I spotted a nearby game table that held a regicide board and asked van Calox if he would be amenable to giving me another lesson. With a last glance to the mural, he held out his arm; I took it, and he walked me those twenty paces as if I were nobility. Once I had sat on the chair he pulled out for me, he took his place and picked the pieces from the drawer that held them. As for me, I took out a now battered manual from an inner pocket; Regicide for Dummies had been a great help in occupying my lost hours while docked at Footfall, but I needed practice and he really was the only seasoned player around.
'So you did keep playing,' he said with mild surprise.
'I told you so.

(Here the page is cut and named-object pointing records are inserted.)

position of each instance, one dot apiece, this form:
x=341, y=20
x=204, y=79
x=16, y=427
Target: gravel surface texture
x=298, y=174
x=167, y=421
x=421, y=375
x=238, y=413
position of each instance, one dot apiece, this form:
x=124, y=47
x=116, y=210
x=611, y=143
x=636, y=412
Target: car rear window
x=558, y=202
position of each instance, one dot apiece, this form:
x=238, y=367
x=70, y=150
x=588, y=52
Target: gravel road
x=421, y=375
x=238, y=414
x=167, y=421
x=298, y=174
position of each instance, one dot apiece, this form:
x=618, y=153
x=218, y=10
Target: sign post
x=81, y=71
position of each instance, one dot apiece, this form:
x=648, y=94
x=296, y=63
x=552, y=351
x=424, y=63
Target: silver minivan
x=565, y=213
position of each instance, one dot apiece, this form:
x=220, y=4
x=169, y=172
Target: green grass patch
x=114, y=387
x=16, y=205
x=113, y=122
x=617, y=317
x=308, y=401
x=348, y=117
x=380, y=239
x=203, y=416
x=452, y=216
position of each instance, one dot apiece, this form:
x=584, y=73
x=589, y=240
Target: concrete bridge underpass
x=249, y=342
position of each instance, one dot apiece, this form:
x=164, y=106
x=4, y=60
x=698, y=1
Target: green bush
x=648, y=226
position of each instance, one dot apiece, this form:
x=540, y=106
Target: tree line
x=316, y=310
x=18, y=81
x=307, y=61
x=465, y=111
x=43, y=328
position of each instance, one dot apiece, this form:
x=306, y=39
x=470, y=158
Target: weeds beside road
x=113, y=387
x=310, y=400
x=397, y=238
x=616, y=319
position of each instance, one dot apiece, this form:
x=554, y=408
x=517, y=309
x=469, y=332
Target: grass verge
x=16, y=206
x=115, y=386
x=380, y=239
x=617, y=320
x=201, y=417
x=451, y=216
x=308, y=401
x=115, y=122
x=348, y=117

For a Master Interrogator, you are strangely slow to recognise the truth.'
'I have learned not to mistake my wishes for reality.'
The small luminator, covered with a green lampshade, drew radiant shadows on the board — which wasn't as refined as the one in my quarters, of course, but was lovely enough, made of white and blue stone. I tut-tutted in disapproval and made the opening move.
'As long as you refrain from using your talents on me in order to find out which is which…' My sentence was cut by the following opening sequence, that I was able to play without referring to my notes. It brought the board to an interesting configuration. I knew I hadn't a hope of beating van Calox — I probably wouldn't have beaten a ten year-old — but I made it my mission to give him as hard a time as I could.
Unlike our first lesson (the end of which still occupied pleasantly my thoughts at night, although I was resolved it would stay a one-time thing), we spoke very little and concentrated on the game, which demanded all my attention. Sometimes, van Calox backtracked a few moves in order to show me combinations I had missed. There was no question of making out over the board. It suited me. A torturer was no regular partner stuff, nor was a spy.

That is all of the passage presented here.